Welcome To College
This past week, students at Indiana University and many other schools across the country moved back onto campus in preparation for a new year. A new year means a new crop of students. A new crop of students means the potential for a lot of hooking up these first few weeks of school. Whether you’re brand new to college life or a returning veteran, single or committed, wanting to hook up or not, Kinsey Confidential wants to make sure that you start the new year on the right foot by sharing some of our past blogs full of helpful information.
I’ll begin with the term ‘hooking up’. What exactly counts as hooking up? Kissing? Oral Sex? Intercourse? If you’ve ever wondered what exactly counts as a hook up, check out Eric Grollman’s blog on the challenges of defining a hook up. If you are already an expert on defining ‘hooking up’, did you know that some studies show in regards to heterosexual hook ups, it may not be as enjoyable for women as it is for their male counter part? Check out Eric’s other blog on oral sex during hook ups for more information!
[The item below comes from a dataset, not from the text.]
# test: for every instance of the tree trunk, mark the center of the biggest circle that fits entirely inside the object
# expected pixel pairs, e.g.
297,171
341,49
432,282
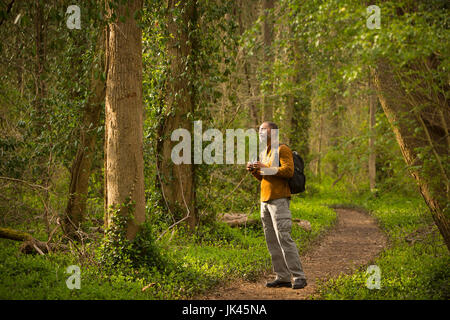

If you want to hook up, you need consent. It’s that simple. Hooking up requires the consent of both parties involved. As you begin to make friends in college and explore the culture of hooking up, it is important to remember that one in five women may be sexually assaulted and that 40% of men admit to using coercive methods. Check out Jenny’s blog on the First College Course: Consent 101 for more information. Since we are on the topic of consent and hooking up, a recent blog on hooking up with alcohol by Aliza Saraco-Polner is also worth a read.
The Other Talk
Once you have consent and you both have decided that you want to hook up, being able to talk about sexually transmitted infections is important. College is a diverse place and many students arrive who have already had experience with an STI. This doesn’t mean they are bad person or you can’t hook up with them. What it does means is that you need to have, what Hubert Izienicki calls “The Other Talk”. I encourage you to remember that when talking about STIs and the statistics of infection, the statistics are actually people. All of those numbers, those statistics (the 1 in 4, 40%, and so on) are real live people with emotions and feelings who live in our communities. As Adriane Jefferson clearly points out in her blog, there is life after herpes, or any other infection for that matter!
Don’t Get Sexiled
So you’ve had ‘the talk’, and you both want to move forward with the hook up. When you live in a dorm and you share a room with someone, sometimes location can be an issue. Communicating with your roommate is essential less one of you end up with no place to sleep! Check out this blog on how to avoid being sexiled.
Friends With Benefits
If the hook up has already happened and both partners like the arrangement. Perhaps you and your new friend have decided you want to keep things casual like a ‘friends with benefits’ sort of thing. Understanding the reality of these relationships can help navigate messy complications. Check out this blog for more information on friends with benefits, both the ideal and the reality.
High School Relationships
Maybe hooking up isn’t your thing. Maybe you who are going to college for the first time and doing so while still dating your high school sweetheart. I hate to be the barer of bad news, but it may be helpful to keep in mind that many high school relationships in college simply don’t work out. I’m not saying dump your girlfriend or boyfriend and run out to hook up. I am saying that both of you are about to go through a huge life transition and sometimes individuals grow but the relationship does not. For more information, check out our blog on college growing pains and the end of high school relationships.
Communication Is Key
At the end of the day, the key to getting off on the right foot is the ability to communicate. Whether that is communicating how you define a hook up, how you talk about STIs, or how you interact with your college roommate or current sexual partner communication you need to be able to communicate. Developing strong communication skills is the foundation to help you excel in the bedroom, in your social life, and even in the classroom.